Jangan Sepelekan Permintaan Referendum Aceh
“Mengapa saya berbicara referendum, karena saya wakil Aceh di pusat. Jika rakyat Aceh menginginkan referendum maka sebagai wakil Aceh sangat wajar saya memperjuangkan itu,” ujarnya.
Lebih lanjut dia menjelaskan referendum tidak bertentangan dengan MoU Helsinki 2005. Menurutnya, referendum juga diberikan ruang oleh perjanjian tersebut, jika para pihak tidak dapat memenuhi kesepakatan.
Dalam MoU, kata dia, para pihak bertekad untuk menciptakan kondisi sehingga pemerintahan rakyat Aceh dapat diwujudkan melalui suatu proses yang demokratis dan adil dalam negara kesatuan dan konstitusi Republik Indonesia.
“Artinya substansi perjanjian MoU Helsinki adalah demokrasi dan adil.

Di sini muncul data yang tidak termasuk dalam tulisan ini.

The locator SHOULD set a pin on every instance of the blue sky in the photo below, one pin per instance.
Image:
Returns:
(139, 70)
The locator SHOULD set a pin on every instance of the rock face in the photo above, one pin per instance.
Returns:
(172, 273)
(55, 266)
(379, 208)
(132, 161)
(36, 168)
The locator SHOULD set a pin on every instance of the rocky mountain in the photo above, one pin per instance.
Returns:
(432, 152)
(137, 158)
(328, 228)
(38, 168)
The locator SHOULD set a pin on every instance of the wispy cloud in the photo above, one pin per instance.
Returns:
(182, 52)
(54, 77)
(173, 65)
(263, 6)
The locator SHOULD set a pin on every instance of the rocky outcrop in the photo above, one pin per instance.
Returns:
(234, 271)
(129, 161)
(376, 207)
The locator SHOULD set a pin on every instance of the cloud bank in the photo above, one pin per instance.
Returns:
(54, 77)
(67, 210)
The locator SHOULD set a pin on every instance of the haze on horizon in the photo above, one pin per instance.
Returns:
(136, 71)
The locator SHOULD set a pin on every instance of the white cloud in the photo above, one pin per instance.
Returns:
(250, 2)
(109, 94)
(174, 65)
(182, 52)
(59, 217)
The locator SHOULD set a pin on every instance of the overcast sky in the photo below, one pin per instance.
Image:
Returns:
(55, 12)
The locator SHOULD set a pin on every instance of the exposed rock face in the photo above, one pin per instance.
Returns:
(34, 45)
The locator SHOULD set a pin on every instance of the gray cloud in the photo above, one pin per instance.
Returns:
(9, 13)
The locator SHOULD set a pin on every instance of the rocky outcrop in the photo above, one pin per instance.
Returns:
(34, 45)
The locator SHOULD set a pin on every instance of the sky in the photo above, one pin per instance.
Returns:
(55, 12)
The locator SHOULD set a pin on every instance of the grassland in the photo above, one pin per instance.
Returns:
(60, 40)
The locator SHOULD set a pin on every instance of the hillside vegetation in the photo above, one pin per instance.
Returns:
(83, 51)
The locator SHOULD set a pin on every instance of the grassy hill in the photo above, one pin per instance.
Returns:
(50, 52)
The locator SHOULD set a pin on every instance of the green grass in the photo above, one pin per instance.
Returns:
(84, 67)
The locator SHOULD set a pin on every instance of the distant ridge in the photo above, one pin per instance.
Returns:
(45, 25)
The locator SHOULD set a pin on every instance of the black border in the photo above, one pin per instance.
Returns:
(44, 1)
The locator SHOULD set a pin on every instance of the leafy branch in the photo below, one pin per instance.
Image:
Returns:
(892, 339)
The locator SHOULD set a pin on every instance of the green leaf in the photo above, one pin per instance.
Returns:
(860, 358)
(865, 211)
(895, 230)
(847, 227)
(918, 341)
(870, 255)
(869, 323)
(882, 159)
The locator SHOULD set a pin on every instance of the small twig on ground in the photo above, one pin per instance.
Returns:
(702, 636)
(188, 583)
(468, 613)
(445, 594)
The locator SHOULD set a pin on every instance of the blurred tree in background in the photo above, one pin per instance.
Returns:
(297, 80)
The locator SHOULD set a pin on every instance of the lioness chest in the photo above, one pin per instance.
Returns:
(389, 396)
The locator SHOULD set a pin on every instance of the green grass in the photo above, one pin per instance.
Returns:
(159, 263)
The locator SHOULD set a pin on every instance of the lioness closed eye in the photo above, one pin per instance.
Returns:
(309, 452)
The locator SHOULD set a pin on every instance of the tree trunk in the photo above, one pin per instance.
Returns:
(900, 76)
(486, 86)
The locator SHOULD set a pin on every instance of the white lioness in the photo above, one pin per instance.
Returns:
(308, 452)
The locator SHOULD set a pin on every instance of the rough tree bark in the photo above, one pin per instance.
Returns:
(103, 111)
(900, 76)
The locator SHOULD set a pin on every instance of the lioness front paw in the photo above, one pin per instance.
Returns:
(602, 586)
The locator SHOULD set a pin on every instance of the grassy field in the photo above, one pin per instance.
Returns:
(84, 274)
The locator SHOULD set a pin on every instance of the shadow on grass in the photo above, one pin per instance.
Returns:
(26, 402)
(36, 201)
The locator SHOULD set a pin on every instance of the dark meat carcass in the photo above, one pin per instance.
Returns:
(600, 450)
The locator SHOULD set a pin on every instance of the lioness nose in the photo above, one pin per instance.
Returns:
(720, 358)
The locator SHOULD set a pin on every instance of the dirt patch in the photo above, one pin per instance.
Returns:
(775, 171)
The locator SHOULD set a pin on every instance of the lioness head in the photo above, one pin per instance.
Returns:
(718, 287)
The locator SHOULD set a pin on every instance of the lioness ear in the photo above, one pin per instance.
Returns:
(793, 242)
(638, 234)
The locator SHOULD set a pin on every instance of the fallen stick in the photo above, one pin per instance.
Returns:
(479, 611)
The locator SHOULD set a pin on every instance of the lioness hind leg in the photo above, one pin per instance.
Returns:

Dua pondasi ini jika rakyat Aceh tidak merasakan keadilan dan demokrasi, wajar saja seorang mantan panglima GAM Muzakir Manaf sangat kecewa dengan keadaan sekarang,” katanya.
Selain demokrasi dan keadilan, ujar dia, penekanan dari MoU Helsinki adalah kemajuan dan keberhasilan Aceh pascaperjanjian itu ditandatangani.
“Coba kita lihat dalam perjanjian MoU Helsinki bahwa dinyatakan para pihak sangat yakin bahwa hanya dengan penyelesaian damai atas konflik tersebut yang akan memungkinkan pembangunan kembali Aceh dapat mencapai kemajuan dan keberhasilan, hal tersebut merupakan sebuah kondisi perubahan signifikan yang harus dirasakan di Aceh saat ini,” paparnya.
BACA JUGA: Panglima Kolinlamil Pimpin Pendaratan ke Daerah Serbuan Amfibi
Menurut dia, pernyataan Mualem menunjukkan kekecewaan terhadap kondisi Aceh yang dirasakan jauh dari kemajuan dan keberhasilan. Di sisi lain, lanjut dia, kunci perjanjian ini adalah trust building atau membangun kepercayaan. Dalam MoU Helsinki, para pihak yang terlibat dalam konflik bertekad untuk membangun rasa saling percaya.